When we are stressed, we have a build of tension and emotion. Therefore there needs to be a release of this tension, to help cope with the stressor. Music is a great outlet, as singing along with your favourite song, pouring all your emotion into the song and singing at the top of your lungs. By doing this you are reliving your stress, especially when you feel overwhelmed, it’s an effective way to be mindful of yourself. An individual is able to loose themselves in the music and let go for a few moments.

I am a big advocate of music therapy as no matter who you are and what you’re going through, music is often a great distraction and outlet for emotion. Not many think of listening to music as an effective therapy tool, as they can’t make the link between emotion to music. Let’s put it into another perspective for example an individual feels alone, isolated and has no hope that anything good will occur. They may turn to physical self harm, alcohol, drugs or even attempt suicide. Now these are very valid coping mechanisms which people learn and implement. But they are very temporary and the after effect is always negative. However if the person decides to turn on some music and sing and pour the emotion out, there will be little need to reach for the bottle of whisky or packets of pills. As they have released their emotion, they may not have dealt with the situation but the emotion attached has been dealt with.

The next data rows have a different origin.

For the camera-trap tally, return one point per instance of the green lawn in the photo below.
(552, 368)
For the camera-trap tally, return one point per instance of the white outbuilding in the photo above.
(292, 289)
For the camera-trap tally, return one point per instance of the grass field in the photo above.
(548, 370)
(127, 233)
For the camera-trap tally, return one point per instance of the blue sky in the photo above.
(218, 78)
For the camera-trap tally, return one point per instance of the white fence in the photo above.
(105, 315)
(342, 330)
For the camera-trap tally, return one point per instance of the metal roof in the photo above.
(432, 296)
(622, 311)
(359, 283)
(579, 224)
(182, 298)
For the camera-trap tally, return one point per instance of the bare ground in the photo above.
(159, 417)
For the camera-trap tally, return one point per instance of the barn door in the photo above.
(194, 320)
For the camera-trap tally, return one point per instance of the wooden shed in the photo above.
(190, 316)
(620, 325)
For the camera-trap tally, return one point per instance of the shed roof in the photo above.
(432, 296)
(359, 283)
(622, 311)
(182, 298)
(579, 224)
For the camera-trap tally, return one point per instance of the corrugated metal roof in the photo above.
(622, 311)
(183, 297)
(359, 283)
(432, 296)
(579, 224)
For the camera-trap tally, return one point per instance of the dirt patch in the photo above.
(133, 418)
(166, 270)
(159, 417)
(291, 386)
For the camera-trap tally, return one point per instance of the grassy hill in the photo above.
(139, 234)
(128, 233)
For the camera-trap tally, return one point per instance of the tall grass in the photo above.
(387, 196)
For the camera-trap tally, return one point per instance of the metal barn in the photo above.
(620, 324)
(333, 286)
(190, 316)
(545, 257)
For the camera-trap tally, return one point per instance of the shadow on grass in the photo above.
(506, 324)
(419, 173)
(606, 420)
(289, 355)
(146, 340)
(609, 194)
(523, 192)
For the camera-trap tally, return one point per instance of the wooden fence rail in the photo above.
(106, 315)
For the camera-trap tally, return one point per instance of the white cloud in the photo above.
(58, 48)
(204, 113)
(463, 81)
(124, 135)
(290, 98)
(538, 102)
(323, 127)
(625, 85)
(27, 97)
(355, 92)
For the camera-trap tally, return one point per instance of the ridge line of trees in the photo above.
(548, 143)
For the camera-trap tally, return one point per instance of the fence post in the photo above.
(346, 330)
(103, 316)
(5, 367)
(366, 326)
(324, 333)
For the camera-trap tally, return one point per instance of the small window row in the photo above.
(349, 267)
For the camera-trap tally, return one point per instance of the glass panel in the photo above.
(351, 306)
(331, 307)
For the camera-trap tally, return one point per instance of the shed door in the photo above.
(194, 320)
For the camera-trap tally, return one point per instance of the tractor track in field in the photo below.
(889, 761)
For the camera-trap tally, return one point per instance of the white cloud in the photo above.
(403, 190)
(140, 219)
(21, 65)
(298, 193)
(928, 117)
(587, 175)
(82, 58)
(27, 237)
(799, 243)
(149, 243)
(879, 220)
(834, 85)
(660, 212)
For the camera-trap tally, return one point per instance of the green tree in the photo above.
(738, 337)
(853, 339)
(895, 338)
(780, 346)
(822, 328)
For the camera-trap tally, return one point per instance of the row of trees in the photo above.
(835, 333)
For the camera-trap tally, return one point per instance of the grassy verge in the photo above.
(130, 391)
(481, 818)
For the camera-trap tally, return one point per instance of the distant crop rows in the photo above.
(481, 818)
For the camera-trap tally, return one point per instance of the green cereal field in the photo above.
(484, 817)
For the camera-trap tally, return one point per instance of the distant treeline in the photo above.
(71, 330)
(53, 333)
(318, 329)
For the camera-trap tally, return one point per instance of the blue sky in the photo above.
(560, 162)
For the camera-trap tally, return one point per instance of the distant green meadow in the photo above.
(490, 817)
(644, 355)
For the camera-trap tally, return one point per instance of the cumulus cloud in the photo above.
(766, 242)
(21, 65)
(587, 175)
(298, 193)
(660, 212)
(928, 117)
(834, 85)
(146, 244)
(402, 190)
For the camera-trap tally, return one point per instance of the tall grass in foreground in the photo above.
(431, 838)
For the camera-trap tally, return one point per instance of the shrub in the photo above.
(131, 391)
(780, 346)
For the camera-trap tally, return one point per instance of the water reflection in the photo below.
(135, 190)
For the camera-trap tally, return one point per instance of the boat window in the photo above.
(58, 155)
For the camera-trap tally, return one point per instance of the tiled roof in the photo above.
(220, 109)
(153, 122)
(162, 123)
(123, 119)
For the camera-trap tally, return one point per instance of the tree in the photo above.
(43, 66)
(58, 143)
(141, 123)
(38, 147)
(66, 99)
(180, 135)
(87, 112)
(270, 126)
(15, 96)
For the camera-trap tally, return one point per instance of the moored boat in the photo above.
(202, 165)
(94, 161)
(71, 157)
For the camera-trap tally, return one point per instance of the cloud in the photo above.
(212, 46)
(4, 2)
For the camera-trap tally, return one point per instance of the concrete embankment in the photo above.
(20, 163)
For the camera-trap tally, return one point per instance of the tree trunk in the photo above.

In life it’s not often the stressor that causes us stress but our perception of it, what it means to us, how it affects us etc. How we perceive something will then drive our emotions towards it. This build up of emotion than causes us to feel stressed, anxious etc. Consequently we than engage in any behaviour to help cope with the emotion. This is key! We forget about dealing with the emotion, how we are feeling, we often don’t have an effective outlet for it. For example deliberately lacerating your forearm will not help relieve the emotion but will help the person have a physical outlet to what they are feeling such as pain. They feel pain but can’t express it, lacerating can help place understanding to the pain they feel. But the critical point is the feeling of pain is not fully dealt with.

Therapy is an effective way of confronting the emotion, understanding our feelings and relieving the emotion attached.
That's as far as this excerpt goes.